We all remember the scene in “The Wizard of Oz” when Dorothy falls asleep among the poppy flowers, right? Opium, derived from the sap of the poppy flower, is one of the classic ancient drugs of the East. Nowadays, we have more refined forms of opium on the market. The highly-illegal drug, heroin, is a dangerous and complex drug and calls up images of “junkies” and needles for some people—but I'll get into that another week. What about prescription opiates? If you've ever been prescribed pain medication or used pills recreationally, there is a decent chance it was some form of oxycodone.

Oxycodone is a semi-synthetic opiate classified as an analgesic, or painkiller.
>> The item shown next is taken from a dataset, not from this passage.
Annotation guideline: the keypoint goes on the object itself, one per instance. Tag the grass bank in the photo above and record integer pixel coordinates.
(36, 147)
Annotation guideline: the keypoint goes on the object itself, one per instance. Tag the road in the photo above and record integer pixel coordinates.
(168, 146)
This means that the drug is derived from the opium poppy plant but altered in the laboratory. Along with oxycodone, the opiate category includes heroin, morphine, and codeine among others. Thus oxycodone has similar effects, side-effects, use patterns and withdrawal symptoms.

The most obvious effect of any analgesic is that it relieves pain. Other effects, according to the book “Illegal Drugs” by Paul Gahlinger, are numbness, relaxed muscles, and elation. Recreational users describe the experience as “euphoric” and “dreamy.” With recreational use, the effects of oxycodone usually last about 4 to 5 hours.

Adverse side effects, Gahlinger mentioned, are dryness of the mouth, constipation, and sluggishness. And these effects turn into withdrawal symptoms like pain, anxiety, diarrhea and muscle cramps. Not so fun.

Severe effects of oxycodone can be delayed heartbeat, convulsions, confusion, fainting and intense dizziness. These symptoms are an indication of possible overdose, and then it's seriously time to call 911. Another serious danger of oxycodone use is the possibility of an allergic reaction, usually observed by hives or swelling.

Oxycodone, like any opiate, is extremely physically addicting and regular users do develop a tolerance over time. Because of this, one dose for a regular user can be dangerously potent for a user with less tolerance. If you decide to try oxycodone for the first time, be very cautious when deciding the dosage. It's best to start low than overestimate and to find yourself in the emergency room.

This is also a very dangerous drug to mix with other drugs, alcohol in particular. According to a report by the Substance Abuse and Mental Health Services Administration, an agency of the U.S. Dept. of Health and Human Services, among emergency visits involving opiates, two-thirds involved at least one other drug.

Popular brands of oxycodone include Percocet, which is oxycodone and acetaminophen; Percodan, which is oxycodone and aspirin; and OxyContin, which is just oxycodone.

OxyContin is a pill form of oxycodone that has a time-controlled-release function. Recreational users will crush the pill to release all of the oxycodone at once and ingest the powder sometimes orally or through the nose among other methods. This can be extremely dangerous for users with little or no tolerance as the dose is high and concentrated.

According to a U.S. Government Accountability Office report, once OxyContin was released on the market in 1996, sales grew at a rapid and steady pace “and by 2001 OxyContin had become the most prescribed brandname narcotic medication for treating moderate-to-severe pain.” Recreational use of this drug greatly increased over this time. The makers of OxyContin, Purdue Pharma, recently pleaded guilty to misbranding the drug in a lawsuit and are presently finding themselves in a similar case.

As for drug tests, a user of oxycodone will return a positive result on typical screens for opiates, but most often testers will then administer a confirmation test such as a GC/MS analysis. A GC/MS drug test for opiates should not detect light to moderate use of oxycodone. This is because this type of test specifically hunts for morphine and codeine and oxycodone is not usually detected. However, frequent use or recent use will register positive on this type of test. Also, sometimes a supplemental test is administered specifically for oxycodone, often if oxycodone use is suspected. Depending on the frequency of use and amount used oxycodone can be detected in urine, blood, hair, nails, and sweat for up to 72 hours.

Oxycodone is a Schedule II substance and is illegal except for with medicinal uses. It is illegal to attain a prescription while not in pain, give a prescription to someone else, seek multiple prescriptions from doctors, have a counterfeit prescription, or alter an existing prescription.

Alright, now you know. Stay safe, Western.